Q - Quels sont les intérêts prioritaires de la France dans les Balkans en comparaison avec les intérêts britanniques et allemands ?

R - Je crois que l'on peut dire que maintenant il y a une approche qui est la même. Il y a une dizaine d'années au moment du début de la désintégration de la Yougoslavie, on a vu l'ensemble des pays du monde réagir en fonction de schémas traditionnels. Des années ont passé, tout le monde a réfléchi sur ce qui s'est passé, et vous avez pu constater que ces dernières années, notamment depuis quatre ou cinq ans, il y a une convergence de plus en plus forte entre les pays d'Europe.
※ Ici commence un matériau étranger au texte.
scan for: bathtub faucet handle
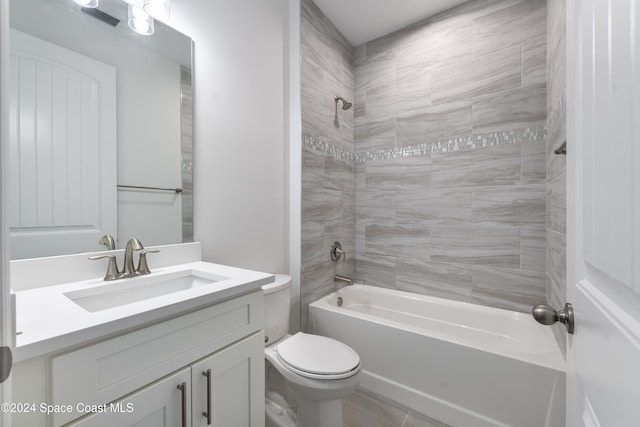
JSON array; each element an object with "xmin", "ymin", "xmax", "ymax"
[{"xmin": 329, "ymin": 242, "xmax": 347, "ymax": 262}]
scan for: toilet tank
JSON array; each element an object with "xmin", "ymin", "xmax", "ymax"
[{"xmin": 262, "ymin": 274, "xmax": 291, "ymax": 346}]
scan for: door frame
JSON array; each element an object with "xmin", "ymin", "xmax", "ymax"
[{"xmin": 0, "ymin": 0, "xmax": 13, "ymax": 427}]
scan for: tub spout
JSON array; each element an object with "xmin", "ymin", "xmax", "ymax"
[{"xmin": 333, "ymin": 274, "xmax": 353, "ymax": 285}]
Je crois que l'on peut dire maintenant que tous les pays de l'Union européenne ont la même vision de ce qu'il faut faire dans cette région de l'Europe, dans ce sud-est de l'Europe.

D'ailleurs on l'a bien vu lors du Sommet de Zagreb, par exemple. Ensuite, il faut adapter cette politique générale à chaque situation, à chaque pays, puisque chaque pays a sa propre personnalité dans cette région, mais l'orientation générale de la politique des pays d'Europe est la même maintenant. Vous pouvez le constater facilement puisque tous les ministres européens viennent les uns et les autres et ils doivent tous vous répondre la même chose.

Q - La France est prête à soutenir la Macédoine. Est-ce que vous pensez à un soutien par une présence de personnels civils ou de personnels militaires en Macédoine ?

R - Je vous ai déjà dit que c'était trop tôt pour répondre. Je vous ai exprimé une intention politique et amicale. Les modalités exactes ? Est-ce que cela relève du Conseil de sécurité, de l'Europe, de l'OTAN, on verra cela. On va en discuter. De toutes façons, cela dépend de ce que les autorités macédoniennes veulent ou souhaitent, c'est un dialogue dans un esprit de partenariat, donc je ne peux pas vous répondre dans l'abstrait et à l'avance.

(Source http://www.diplomatie.gouv.fr, le 7 septembre 2001)
____________________________________________________________________________________
Interview à la télévision macédonienne le 3 septembre 2001 :

Q - Tout d'abord, M. Védrine, pourriez-nous vous dire quel a été le thème de vos entretiens au cours de votre visite ?

R - J'ai parlé de la situation actuelle c'est-à-dire du débat à propos de l'accord d'Horid et j'ai dit à tous mes interlocuteurs, à Skopje, que la France comme les autres pays européens, souhaite que cet accord soit appliqué, adopté, mis en oeuvre.

Q - Quel est votre point de vue sur l'issue du débat parlementaire consacré aux changements constitutionnels ?

R - Je ne peux pas m'immiscer à l'intérieur du débat. Ce que je peux vous dire c'est que tous les Européens souhaitent que cet accord soit adopté. Et ils souhaitent après qu'il soit mis en oeuvre loyalement par tout le monde

Pour nous, cet accord ne doit pas affaiblir la Macédoine ou en préparer la division, au contraire. C'est un accord qui doit renforcer la Macédoine.

Q - Et votre point de vue sur la récolte des armes par l'OTAN en Macédoine ?

R - Je crois que c'était une mission utile que seule l'OTAN pouvait accomplir et je souhaite qu'elle soit la plus efficace et la plus complète possible. C'est un élément de la crédibilité de l'accord.